Abstract
Objective
The purpose of this paper is to review the efficacy and safety profile in children treated with topical 0.03% Tacrolimus ointment for vernal keratoconjunctivitis in Middle East and to propose a treatment posology. According to recent studies, a complex non-IgE dependent mechanism plays a relevant role in the pathogenesis of vernal keratoconjunctivitis. Numerous cells and mediators have been found in the serum, conjunctiva and tears of patients with Vernal keratoconjunctivitis.
Design
This case series included 10 patients from a single centre, pediatric department of a tertiary hospital with active symptomatic vernal keratoconjunctivitis. All the patients had proliferative lesions and corneal involvement despite conventional medications, including topical steroids. All other medications, systemic and topical: steroids, antihistamines and cyclosporine, were unsuccessful. Patients were treated with topical 0.03% Tacrolimus ointment twice daily for 8 weeks and then once a day for the next two month followed by thrice a week for two months. The changes in symptoms and signs after treatment were evaluated, also the development of possible complications was assessed.
Results
The results showed a significant reduction in signs and symptoms after 4 weeks of the treatment. Clinical resolution of giant papillae and corneal lesions were seen within eight weeks and no additional drug was required during that period, except tear substitutes. Treatment was continued for period of two months and then slowly reduced.
Conclusion
The use of 0.03% Tacrolimus ointment is safe and effective in children refractory to conventional treatment of vernal keratoconjunctivitis even in high temperature climate as Middle East. Due to the effectiveness of the treatment, the dosage used may be proposed for conventional use.

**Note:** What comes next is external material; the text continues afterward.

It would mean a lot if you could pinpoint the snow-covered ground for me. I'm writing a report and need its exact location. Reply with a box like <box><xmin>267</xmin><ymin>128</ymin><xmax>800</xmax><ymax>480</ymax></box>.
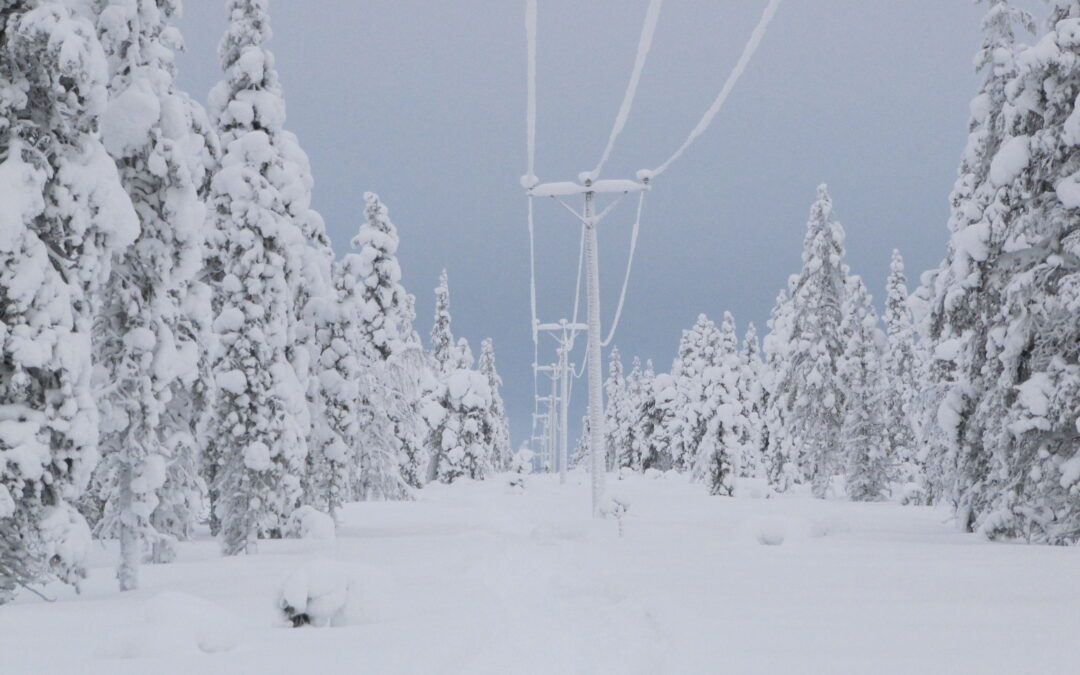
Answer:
<box><xmin>0</xmin><ymin>474</ymin><xmax>1080</xmax><ymax>675</ymax></box>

Keywords: Vernal keratoconjunctivitis, Allergy, Tacrolimus, Middle East
Introduction
Vernal keratoconjunctivitis (VKC) is a severe chronic inflammatory ocular disease that involves the anterior ocular surface in different grades of severity in both eyes, asymmetrically. It can affect the eyes as the severe end of the spectrum of allergy.1, 2, 3
However, despite its pathogenesis traditionally been considered as a classical IgE- mediated disease, it is not totally allergy related and recent studies have revealed particular involvement of Th2 lymphocytes.4 VKC affects children between 3 and 16 years of age, though it may appear earlier and continue into adulthood. In most cases, symptoms resolve at puberty and the prevalence is more in males. It is typically characterized by the presence of giant “cobblestone” papillae in the upper palpebral conjunctiva (tarsal form) or at the limbus (bulbar form) with a corneal involvement ranging from superficial keratitis to plaque ulcers and late corneal vascularization and scars.5 Epidemiological studies do not consider it as a seasonal disease since frequently this persists throughout the year with increase intensity in warmer weather.6 In many parts of Africa, Latin America and Asia, VKC represents an important cause of hospital attendance, ranging from 3% to 6% of patients of all ages, rising to 33% and 90% in children and adolescents.7, 8, 9, 10
The treatment arsenal includes a variety of agents including anti-histamines, mast cell stabilizers, and non-steroidal anti-inflammatory drugs, mainly for the mild cases. For moderate to severe cases, the disease can be a sight threatening, due to the development of corneal ulcers and scars topical steroids have been the treatment of choice, however prolonged use of steroids may cause complications, such as glaucoma, cataract, and secondary infections.11, 12, 13, 14 Topical cyclosporine A in last decade started to be an option of treatment to avoid all the steroid related complications and several studies have demonstrated efficacy and safety at 1% to 2% concentrations.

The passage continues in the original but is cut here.